Luckily, there’s no one best permeable answer for every project where the technology is important.

“Each system has to be designed to the project and the location,” says Cahill’s Adams. “Rainfall is different depending on where you are in the country; the soils are different, the topography is different, and the climate conditions are different.”

For instance, in applications where salt is used to melt ice, permeable pavers perform well. However, in locations where sand is a problem, they can clog up.

Particularly for large expanses, specifying the right system and then designing it properly will be the job of a landscape designer and engineer, rather than a landscape contractor.

“The designer has to design a system that can manage the stormwater so it will not only go through the permeable surface, but then has somewhere to go,” says Adams.

“The underlying system has to be a stone bed or something similar that can hold the water and allow it to soak into the underlying soil,” she explains. “There can be problems if the soils are compacted during construction, or if it’s not designed to handle flows in areas that have extreme weather events.”

Porous concrete can require a higher skill level for successful installations – but, Adams says, “The pavers install according to the manufacturer’s recommendations, and the asphalt is pretty straightforward; anyone who can install regular pavers or asphalt can install the permeable products.”

Adams adds that, in Europe, some manufacturers are now experimenting with manufacturing pavers from porous concrete.

Will the requirement to install a permeable solution to manage stormwater be coming to a commercial or residential project near you in the immediate future? As with the products themselves, there’s no single easy answer.

Unilock’s Rodenburgh says he’s aware of several New England communities now requiring permeable driveways; and, in Toronto, expansion of parking lots and driveways includes the requirement that they be permeable.

Willamette Graystone’s Schroeder says he’s also familiar with communities that require homeowners to pay a fee for stormwater leaving their properties. By installing a permeable driveway that can handle water coming off a roof, the homeowner can earn a fee reduction.

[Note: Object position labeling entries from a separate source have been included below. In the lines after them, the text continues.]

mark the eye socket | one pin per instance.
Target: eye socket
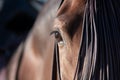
(57, 36)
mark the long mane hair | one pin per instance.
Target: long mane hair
(99, 56)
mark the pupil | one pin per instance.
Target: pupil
(56, 35)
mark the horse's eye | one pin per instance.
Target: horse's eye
(57, 36)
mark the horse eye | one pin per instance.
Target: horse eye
(57, 36)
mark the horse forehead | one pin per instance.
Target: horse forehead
(67, 12)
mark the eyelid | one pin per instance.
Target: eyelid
(54, 31)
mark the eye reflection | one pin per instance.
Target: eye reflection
(57, 36)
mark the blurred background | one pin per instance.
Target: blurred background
(16, 19)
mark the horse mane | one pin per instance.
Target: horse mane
(99, 56)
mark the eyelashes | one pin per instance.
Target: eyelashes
(57, 35)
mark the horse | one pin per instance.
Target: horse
(31, 61)
(85, 45)
(87, 42)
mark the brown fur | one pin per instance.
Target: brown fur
(36, 62)
(67, 14)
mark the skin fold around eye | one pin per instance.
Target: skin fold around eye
(57, 35)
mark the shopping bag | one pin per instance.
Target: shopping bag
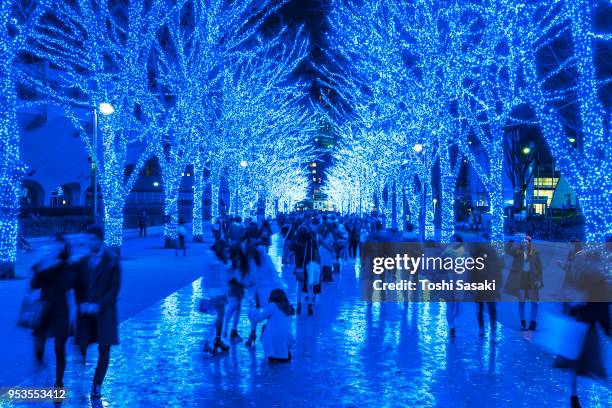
(33, 311)
(314, 273)
(560, 335)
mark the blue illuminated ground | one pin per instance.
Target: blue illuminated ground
(349, 354)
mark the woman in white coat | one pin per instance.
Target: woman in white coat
(265, 280)
(277, 338)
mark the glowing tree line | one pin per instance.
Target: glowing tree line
(451, 74)
(16, 28)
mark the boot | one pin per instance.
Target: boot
(218, 345)
(251, 340)
(235, 337)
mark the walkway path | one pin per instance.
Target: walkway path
(349, 354)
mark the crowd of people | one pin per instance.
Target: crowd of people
(315, 246)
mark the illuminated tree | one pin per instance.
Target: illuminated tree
(102, 51)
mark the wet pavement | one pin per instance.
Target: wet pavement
(349, 354)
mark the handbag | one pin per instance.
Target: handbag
(561, 335)
(33, 311)
(314, 270)
(300, 273)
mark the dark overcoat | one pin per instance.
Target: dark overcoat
(99, 285)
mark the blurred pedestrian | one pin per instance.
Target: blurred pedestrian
(181, 238)
(97, 291)
(239, 280)
(143, 221)
(492, 271)
(455, 250)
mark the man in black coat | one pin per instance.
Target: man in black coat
(97, 291)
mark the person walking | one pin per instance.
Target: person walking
(325, 241)
(215, 287)
(236, 231)
(276, 338)
(265, 279)
(525, 279)
(455, 250)
(181, 238)
(55, 277)
(491, 272)
(305, 248)
(97, 291)
(355, 237)
(239, 280)
(143, 220)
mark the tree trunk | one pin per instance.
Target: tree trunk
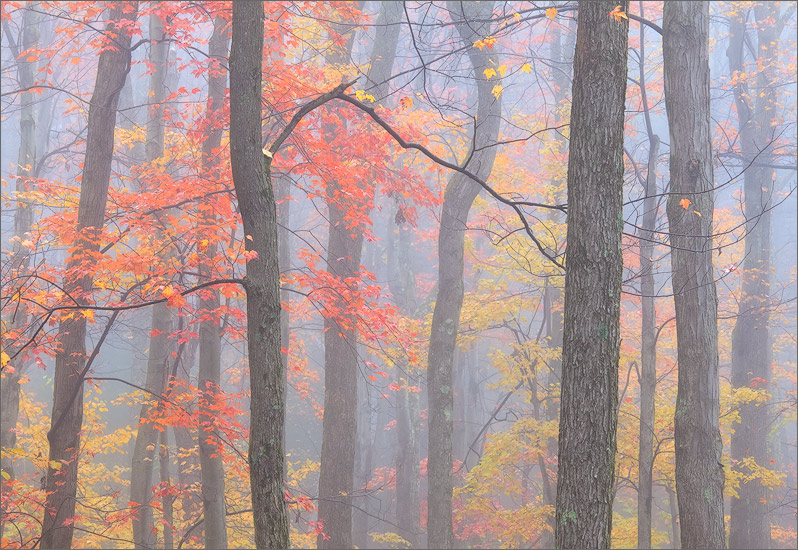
(459, 195)
(168, 500)
(210, 336)
(339, 428)
(23, 220)
(591, 337)
(699, 472)
(648, 329)
(252, 181)
(749, 526)
(67, 415)
(159, 349)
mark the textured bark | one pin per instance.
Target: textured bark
(67, 415)
(23, 220)
(159, 348)
(699, 473)
(591, 337)
(210, 336)
(458, 197)
(339, 428)
(749, 526)
(252, 181)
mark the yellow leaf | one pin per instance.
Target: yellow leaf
(497, 90)
(361, 95)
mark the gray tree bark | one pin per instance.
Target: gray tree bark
(699, 472)
(339, 427)
(159, 349)
(591, 336)
(648, 329)
(67, 415)
(210, 336)
(459, 195)
(23, 220)
(252, 181)
(749, 526)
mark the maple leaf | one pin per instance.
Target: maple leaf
(361, 95)
(488, 42)
(617, 13)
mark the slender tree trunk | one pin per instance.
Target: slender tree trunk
(67, 416)
(23, 220)
(159, 349)
(699, 472)
(460, 194)
(749, 526)
(252, 180)
(591, 337)
(339, 437)
(168, 500)
(189, 476)
(210, 337)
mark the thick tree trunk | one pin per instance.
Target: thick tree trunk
(67, 416)
(159, 349)
(252, 180)
(460, 194)
(699, 472)
(210, 336)
(23, 220)
(339, 429)
(749, 526)
(591, 337)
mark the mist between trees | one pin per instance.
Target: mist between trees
(399, 275)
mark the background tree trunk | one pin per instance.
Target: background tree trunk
(749, 526)
(252, 180)
(210, 336)
(339, 428)
(699, 472)
(23, 220)
(591, 337)
(460, 194)
(159, 348)
(67, 416)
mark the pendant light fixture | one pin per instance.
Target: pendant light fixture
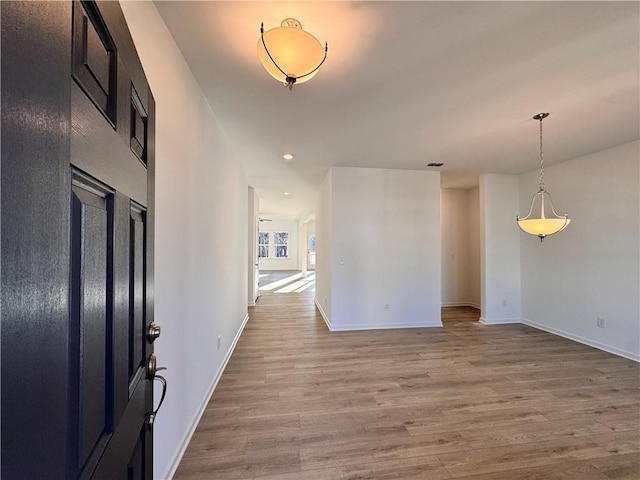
(544, 226)
(290, 54)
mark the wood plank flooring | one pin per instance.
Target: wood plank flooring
(503, 402)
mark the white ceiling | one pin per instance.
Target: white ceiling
(407, 83)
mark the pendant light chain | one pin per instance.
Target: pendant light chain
(541, 160)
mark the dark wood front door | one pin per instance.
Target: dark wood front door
(77, 244)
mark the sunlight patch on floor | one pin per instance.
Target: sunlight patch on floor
(294, 283)
(279, 283)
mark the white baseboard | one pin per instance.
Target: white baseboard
(586, 341)
(173, 465)
(499, 321)
(384, 326)
(324, 315)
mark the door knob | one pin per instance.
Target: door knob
(153, 333)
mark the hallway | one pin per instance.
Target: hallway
(297, 402)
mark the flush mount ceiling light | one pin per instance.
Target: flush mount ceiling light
(290, 54)
(543, 226)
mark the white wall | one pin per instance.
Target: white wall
(324, 248)
(499, 249)
(200, 276)
(282, 225)
(473, 273)
(592, 268)
(386, 248)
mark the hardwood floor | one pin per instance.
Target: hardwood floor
(471, 401)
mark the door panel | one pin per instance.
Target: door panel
(36, 39)
(137, 325)
(90, 375)
(77, 239)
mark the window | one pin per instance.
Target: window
(281, 244)
(263, 244)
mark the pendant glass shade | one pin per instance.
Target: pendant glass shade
(543, 226)
(290, 54)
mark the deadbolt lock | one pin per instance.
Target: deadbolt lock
(154, 332)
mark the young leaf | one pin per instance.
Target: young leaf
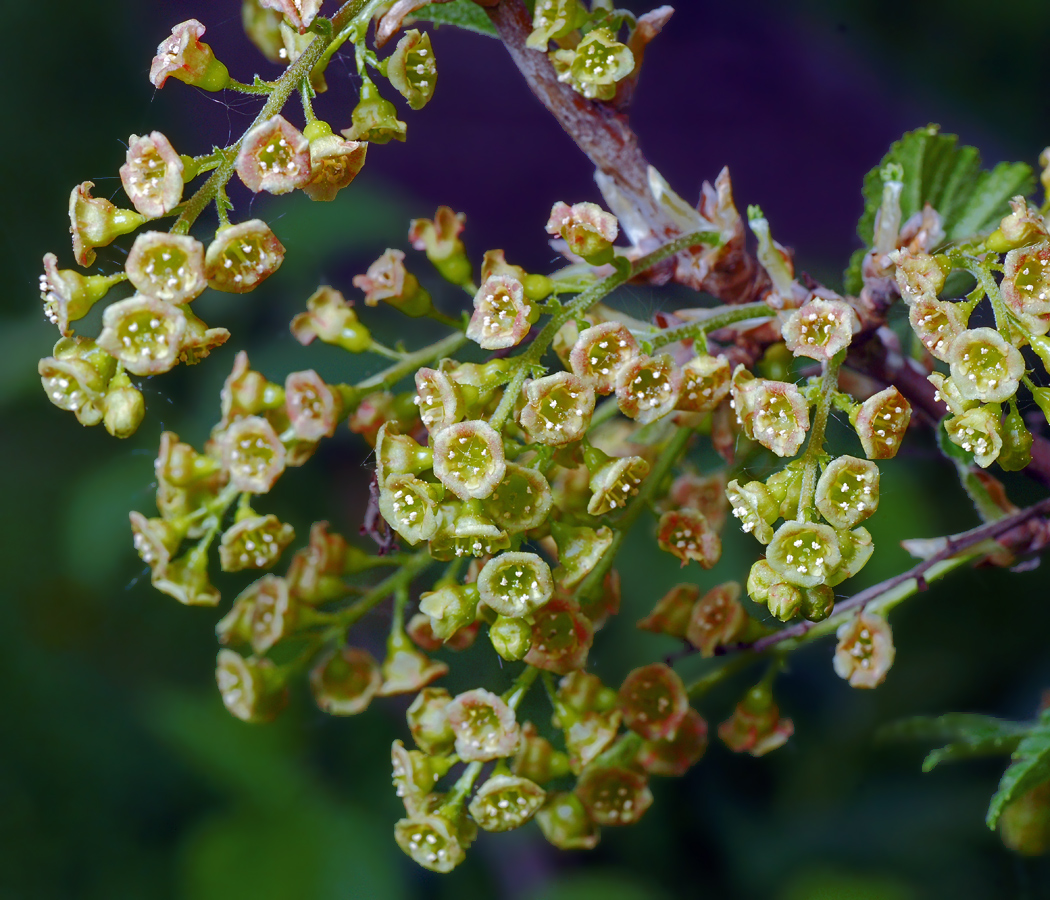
(947, 176)
(463, 14)
(1029, 768)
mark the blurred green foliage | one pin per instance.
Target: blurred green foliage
(121, 776)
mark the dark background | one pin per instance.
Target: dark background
(121, 776)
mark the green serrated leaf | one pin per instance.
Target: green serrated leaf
(1030, 767)
(939, 171)
(463, 14)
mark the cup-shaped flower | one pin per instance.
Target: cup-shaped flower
(169, 267)
(562, 636)
(579, 550)
(252, 690)
(559, 409)
(820, 328)
(985, 367)
(152, 174)
(95, 222)
(865, 650)
(686, 534)
(614, 482)
(803, 552)
(428, 721)
(756, 726)
(502, 315)
(254, 542)
(780, 416)
(431, 840)
(67, 295)
(673, 758)
(484, 726)
(705, 383)
(450, 608)
(334, 162)
(755, 506)
(600, 354)
(937, 323)
(183, 56)
(313, 407)
(412, 68)
(979, 432)
(505, 802)
(614, 795)
(374, 119)
(717, 619)
(253, 455)
(565, 823)
(516, 584)
(673, 611)
(521, 501)
(143, 333)
(242, 256)
(654, 702)
(648, 388)
(344, 681)
(847, 492)
(299, 13)
(587, 228)
(274, 157)
(468, 459)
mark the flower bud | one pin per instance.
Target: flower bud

“However, I think this is being driven more by the commercial market,” Schroeder says. “There, permeable parking can serve two functions. It can serve as a detention basin and as usable parking. And, by eliminating a conventional detention basin from the property or reducing its size, you can increase your parking area.”

The Washington-based U.S. Green Building Council’s Leadership in Energy and Environmental Design (LEED) program started by focusing on commercial development, but it’s expanding into other areas, and Milestone’s Chaffee believes that same process will happen with permeable pavers.

“I think the average homeowner is becoming more aware of green issues such as energy consumption and minimizing waste,” he says. “The whole idea of permeability will become more popular as people become aware of what’s washing off our road systems and into our water.”

Oldcastle’s Kemp echoes that idea. He says permeability is now an issue with commercial builders, but it will eventually be embraced by residential developers and homeowners.

“Recycling didn’t catch on for awhile, either, but today people take their trash out with the paper, plastic and glass separated,” says Kemp. “The environmental movement is gaining, and people will want to do things to give back to the earth and make things better for their children and grandchildren.”

In the meantime, consultant Watson says while San Diego County was certainly concerned about the water washing off its parking lots, its study of permeable surfaces will lead ultimately to building specifications for governments in that county.

“We just did a presentation to municipalities, the port authority and the airport,” says Watson. “We had one city that asked us to speak with them because they have a developer who wants to use porous paving, and they don’t have any specifications for it. This is one way to get them standardized.”